Democrats have a slim majority of 50 seats in the Senate, with Vice President Kamala Harris casting any tie-breaking vote, and most legislation requires 60 votes in the Senate to end debate. Unless Democrats get support from 10 Republicans, the proposal would not move forward. The White House is in talks with a bipartisan group of 16 senators to formulate a deal, but even if all eight Republicans in that coalition agreed to vote for the bill, Democrats would still need two more Republican votes to reach the 60-vote threshold.

Budget reconciliation expedites procedures in the House and Senate and allows for certain types of legislation to advance with only a simple majority, meaning that Democrats would not need any Republican votes to pass the bill.

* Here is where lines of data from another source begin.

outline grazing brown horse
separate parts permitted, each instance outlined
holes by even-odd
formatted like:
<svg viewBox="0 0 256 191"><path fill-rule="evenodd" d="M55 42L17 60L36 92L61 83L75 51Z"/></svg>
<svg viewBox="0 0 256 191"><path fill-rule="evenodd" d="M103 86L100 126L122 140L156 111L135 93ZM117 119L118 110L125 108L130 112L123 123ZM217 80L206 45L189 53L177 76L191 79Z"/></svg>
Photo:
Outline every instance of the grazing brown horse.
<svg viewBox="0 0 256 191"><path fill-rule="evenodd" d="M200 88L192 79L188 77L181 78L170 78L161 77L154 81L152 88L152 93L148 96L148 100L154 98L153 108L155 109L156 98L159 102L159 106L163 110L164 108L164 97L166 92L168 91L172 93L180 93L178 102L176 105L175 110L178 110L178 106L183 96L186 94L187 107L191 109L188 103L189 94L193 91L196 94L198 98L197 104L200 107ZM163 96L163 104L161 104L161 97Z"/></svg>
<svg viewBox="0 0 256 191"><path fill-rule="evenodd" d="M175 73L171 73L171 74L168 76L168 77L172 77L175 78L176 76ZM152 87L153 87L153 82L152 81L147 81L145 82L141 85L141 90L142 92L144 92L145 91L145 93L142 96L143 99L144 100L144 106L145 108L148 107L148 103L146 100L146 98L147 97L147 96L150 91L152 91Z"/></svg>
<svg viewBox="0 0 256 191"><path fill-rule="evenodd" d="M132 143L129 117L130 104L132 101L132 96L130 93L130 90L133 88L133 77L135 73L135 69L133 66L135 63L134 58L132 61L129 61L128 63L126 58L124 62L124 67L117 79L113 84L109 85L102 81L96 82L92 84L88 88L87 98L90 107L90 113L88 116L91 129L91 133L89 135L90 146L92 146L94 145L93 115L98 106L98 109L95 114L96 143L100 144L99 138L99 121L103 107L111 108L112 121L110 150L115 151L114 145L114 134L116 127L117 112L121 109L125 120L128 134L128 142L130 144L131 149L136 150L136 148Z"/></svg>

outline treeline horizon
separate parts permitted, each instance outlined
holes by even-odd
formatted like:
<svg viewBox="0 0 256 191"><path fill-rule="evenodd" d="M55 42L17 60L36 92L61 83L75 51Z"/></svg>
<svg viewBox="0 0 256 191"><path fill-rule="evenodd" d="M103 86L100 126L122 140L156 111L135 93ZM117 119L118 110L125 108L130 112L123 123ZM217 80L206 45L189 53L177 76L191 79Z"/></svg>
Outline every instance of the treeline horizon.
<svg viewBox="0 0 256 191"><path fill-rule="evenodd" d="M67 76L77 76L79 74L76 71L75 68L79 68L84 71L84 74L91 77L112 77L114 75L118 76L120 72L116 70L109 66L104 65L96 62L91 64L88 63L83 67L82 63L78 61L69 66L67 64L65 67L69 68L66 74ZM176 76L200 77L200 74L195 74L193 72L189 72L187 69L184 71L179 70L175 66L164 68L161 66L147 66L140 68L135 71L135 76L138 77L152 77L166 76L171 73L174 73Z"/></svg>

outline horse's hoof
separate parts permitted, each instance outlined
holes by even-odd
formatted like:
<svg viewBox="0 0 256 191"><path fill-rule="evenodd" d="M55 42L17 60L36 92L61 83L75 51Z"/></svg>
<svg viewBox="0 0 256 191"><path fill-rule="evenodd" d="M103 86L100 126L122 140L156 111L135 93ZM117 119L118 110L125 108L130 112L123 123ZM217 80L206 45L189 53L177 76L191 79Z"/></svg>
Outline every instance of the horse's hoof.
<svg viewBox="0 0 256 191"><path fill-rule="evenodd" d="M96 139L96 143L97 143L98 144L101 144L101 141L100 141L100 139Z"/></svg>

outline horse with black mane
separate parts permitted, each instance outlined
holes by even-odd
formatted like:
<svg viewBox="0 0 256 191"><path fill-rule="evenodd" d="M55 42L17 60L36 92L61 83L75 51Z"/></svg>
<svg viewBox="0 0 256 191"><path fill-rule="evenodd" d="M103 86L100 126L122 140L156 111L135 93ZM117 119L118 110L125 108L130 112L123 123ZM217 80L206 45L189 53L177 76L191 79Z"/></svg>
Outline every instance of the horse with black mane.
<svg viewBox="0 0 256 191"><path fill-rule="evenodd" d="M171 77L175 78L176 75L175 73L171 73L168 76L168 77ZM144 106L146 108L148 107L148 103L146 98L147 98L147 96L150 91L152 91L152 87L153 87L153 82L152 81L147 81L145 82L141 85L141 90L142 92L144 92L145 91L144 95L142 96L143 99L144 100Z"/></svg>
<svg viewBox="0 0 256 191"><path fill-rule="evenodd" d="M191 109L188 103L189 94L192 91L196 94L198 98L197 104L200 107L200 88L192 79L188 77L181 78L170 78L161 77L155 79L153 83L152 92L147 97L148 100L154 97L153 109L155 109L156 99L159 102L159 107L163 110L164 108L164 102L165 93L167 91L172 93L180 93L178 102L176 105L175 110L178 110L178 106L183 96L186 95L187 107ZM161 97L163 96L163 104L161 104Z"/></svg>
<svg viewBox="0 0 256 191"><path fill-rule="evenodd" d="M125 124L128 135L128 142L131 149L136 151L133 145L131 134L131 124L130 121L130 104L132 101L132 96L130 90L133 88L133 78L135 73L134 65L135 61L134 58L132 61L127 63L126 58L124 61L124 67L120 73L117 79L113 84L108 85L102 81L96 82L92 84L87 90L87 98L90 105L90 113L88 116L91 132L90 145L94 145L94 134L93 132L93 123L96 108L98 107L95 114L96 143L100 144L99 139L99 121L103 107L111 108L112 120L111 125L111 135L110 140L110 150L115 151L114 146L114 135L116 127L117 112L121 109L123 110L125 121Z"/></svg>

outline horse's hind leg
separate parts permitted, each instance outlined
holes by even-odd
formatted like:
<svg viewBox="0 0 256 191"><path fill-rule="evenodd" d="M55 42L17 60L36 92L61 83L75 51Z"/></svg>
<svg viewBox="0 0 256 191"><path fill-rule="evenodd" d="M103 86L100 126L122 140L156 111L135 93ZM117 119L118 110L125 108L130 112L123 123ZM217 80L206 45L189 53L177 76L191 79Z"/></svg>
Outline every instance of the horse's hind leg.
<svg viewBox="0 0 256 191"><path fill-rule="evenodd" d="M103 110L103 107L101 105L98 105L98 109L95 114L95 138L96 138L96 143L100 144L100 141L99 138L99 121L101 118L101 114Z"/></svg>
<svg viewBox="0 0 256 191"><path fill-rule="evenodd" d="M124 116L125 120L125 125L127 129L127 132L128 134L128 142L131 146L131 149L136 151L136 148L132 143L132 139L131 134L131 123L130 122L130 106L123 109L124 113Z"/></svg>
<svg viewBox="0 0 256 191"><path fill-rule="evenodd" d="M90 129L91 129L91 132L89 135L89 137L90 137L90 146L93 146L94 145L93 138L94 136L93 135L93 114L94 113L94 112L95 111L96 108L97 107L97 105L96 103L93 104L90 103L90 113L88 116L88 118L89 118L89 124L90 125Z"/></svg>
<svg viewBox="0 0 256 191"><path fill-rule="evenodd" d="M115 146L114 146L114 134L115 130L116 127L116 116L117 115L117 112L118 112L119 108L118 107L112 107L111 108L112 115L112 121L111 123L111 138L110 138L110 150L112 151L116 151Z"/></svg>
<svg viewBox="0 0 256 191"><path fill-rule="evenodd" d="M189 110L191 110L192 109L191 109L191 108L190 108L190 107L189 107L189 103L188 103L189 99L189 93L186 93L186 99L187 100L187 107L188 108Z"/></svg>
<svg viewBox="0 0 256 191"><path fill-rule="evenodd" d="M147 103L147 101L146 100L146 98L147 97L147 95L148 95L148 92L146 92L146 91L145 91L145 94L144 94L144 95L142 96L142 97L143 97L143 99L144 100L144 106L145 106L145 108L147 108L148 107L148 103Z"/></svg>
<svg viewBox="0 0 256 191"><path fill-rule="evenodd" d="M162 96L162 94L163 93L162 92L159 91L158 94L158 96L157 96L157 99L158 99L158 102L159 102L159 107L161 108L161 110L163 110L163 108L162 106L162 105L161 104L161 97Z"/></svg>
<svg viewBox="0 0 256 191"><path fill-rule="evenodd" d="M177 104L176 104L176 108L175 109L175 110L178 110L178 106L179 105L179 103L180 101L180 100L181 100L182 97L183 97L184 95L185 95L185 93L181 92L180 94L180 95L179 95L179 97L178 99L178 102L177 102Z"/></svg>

“I certainly hope we have a bipartisan approach but we need a substantial approach. We need it on a timely basis and I hope they’ll join us in that effort,” Democratic Senator Dick Durbin, one of the members of the bipartisan group speaking with the White House, said on Thursday. He also said that Mr. Biden has been calling Republican senators, saying there has been “direct personal outreach by the president to these Republicans in the hopes that we can do this on a bipartisan basis.”

Durbin cautioned there is a “very real possibility” that Congress may move forward with the budget reconciliation process if they are unable to reach a deal soon. But passing the relief proposal through budget reconciliation could undermine Mr. Biden’s message that he wanted to work with Republicans on a bipartisan basis upon entering office, and sow mistrust among Republicans against the administration.

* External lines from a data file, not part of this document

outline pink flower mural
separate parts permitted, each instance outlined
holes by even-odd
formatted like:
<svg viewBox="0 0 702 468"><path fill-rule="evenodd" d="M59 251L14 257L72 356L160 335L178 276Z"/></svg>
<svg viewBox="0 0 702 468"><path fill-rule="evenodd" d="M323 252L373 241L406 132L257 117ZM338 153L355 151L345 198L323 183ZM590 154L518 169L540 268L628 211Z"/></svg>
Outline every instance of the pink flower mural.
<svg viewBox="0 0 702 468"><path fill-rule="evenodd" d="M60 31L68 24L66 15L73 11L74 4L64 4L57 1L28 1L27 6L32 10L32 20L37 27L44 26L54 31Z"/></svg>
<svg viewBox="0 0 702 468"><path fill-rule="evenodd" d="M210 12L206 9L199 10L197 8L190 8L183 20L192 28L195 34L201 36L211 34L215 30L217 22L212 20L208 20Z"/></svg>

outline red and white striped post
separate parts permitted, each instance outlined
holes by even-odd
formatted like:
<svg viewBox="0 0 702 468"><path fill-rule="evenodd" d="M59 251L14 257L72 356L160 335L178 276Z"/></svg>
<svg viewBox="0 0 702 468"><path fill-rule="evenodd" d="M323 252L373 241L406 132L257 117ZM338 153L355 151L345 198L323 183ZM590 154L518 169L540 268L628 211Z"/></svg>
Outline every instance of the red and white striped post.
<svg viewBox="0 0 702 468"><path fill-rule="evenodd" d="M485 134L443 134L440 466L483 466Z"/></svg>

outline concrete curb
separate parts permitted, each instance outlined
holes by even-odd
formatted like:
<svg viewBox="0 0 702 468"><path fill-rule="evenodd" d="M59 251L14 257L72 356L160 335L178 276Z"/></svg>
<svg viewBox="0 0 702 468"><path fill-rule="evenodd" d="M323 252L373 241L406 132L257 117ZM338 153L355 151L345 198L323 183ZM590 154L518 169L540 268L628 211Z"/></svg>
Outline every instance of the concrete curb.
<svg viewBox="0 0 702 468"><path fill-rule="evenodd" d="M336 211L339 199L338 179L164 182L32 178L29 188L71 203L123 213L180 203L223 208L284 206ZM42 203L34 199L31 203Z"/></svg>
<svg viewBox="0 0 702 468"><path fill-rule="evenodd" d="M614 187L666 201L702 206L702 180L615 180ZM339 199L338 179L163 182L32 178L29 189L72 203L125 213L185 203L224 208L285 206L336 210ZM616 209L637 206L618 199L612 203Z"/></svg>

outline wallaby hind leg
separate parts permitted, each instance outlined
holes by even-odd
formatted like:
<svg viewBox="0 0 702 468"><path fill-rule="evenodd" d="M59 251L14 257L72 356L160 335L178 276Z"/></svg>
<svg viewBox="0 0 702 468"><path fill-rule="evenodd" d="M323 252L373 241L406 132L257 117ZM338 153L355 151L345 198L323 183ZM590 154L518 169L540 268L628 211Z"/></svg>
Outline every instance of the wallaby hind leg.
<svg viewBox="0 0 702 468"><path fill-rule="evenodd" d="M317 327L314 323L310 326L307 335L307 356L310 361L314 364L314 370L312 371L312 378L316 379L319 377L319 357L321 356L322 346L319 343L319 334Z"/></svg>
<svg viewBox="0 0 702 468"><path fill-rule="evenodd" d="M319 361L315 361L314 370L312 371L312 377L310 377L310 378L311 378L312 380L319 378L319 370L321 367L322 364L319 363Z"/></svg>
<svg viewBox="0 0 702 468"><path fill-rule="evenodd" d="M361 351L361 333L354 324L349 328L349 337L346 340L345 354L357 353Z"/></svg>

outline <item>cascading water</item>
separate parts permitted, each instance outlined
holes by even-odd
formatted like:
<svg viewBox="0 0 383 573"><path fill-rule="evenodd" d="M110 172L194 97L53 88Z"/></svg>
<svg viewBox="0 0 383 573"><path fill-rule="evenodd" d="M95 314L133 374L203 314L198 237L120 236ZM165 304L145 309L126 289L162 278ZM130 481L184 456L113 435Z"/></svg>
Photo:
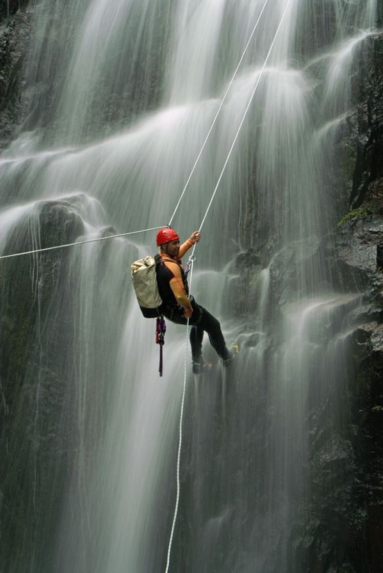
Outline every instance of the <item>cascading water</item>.
<svg viewBox="0 0 383 573"><path fill-rule="evenodd" d="M40 228L51 209L53 231L69 222L73 240L166 225L263 4L37 5L29 83L45 88L0 159L3 254L51 244ZM183 236L199 226L286 4L266 8L176 213ZM359 304L332 292L313 253L337 216L326 168L376 11L375 0L319 4L290 2L196 251L192 292L243 350L232 372L218 366L195 384L188 375L172 571L301 571L289 542L308 488L309 405L328 393L337 407L345 383L334 348L347 344L342 313ZM9 453L26 449L27 463L21 478L10 466L7 483L19 482L13 491L25 503L9 518L17 548L5 571L164 569L185 333L168 325L159 379L153 325L129 276L154 241L146 233L7 262L30 273L25 300L37 319L20 343L30 348L27 445L9 429ZM262 253L263 270L239 321L229 264L244 248ZM291 260L295 273L284 276Z"/></svg>

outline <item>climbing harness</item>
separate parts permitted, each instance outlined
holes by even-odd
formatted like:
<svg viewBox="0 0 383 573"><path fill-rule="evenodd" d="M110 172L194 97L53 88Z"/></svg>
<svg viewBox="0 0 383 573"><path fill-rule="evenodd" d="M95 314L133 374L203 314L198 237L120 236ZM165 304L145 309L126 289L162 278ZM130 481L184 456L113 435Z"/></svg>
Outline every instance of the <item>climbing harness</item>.
<svg viewBox="0 0 383 573"><path fill-rule="evenodd" d="M163 358L162 347L165 344L165 333L166 332L166 323L163 315L157 317L156 325L156 344L160 345L160 365L158 371L160 376L162 376Z"/></svg>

There is a catch to using budget reconciliation — the legislation could be subject to what is known colloquially as the “Byrd rule,” which limits the provisions that can be included. The rule, named for the late Senator Robert Byrd, prohibits “extraneous” provisions in reconciliation, so that only items affecting federal budgetary spending are included. Some of the provisions in Mr. Biden’s proposal, such as raising the minimum wage to $15 per hour and implementing paid family leave, may not qualify for inclusion under the Byrd rule.

Republican Senator John Cornyn warned that breaking the Byrd rule to allow for the passage of a $15 minimum wage “would destroy the Senate as an institution just as bad as eliminating the filibuster.” Eliminating the legislative filibuster, a move supported by progressives in Congress, would allow all legislation to pass by a simple majority.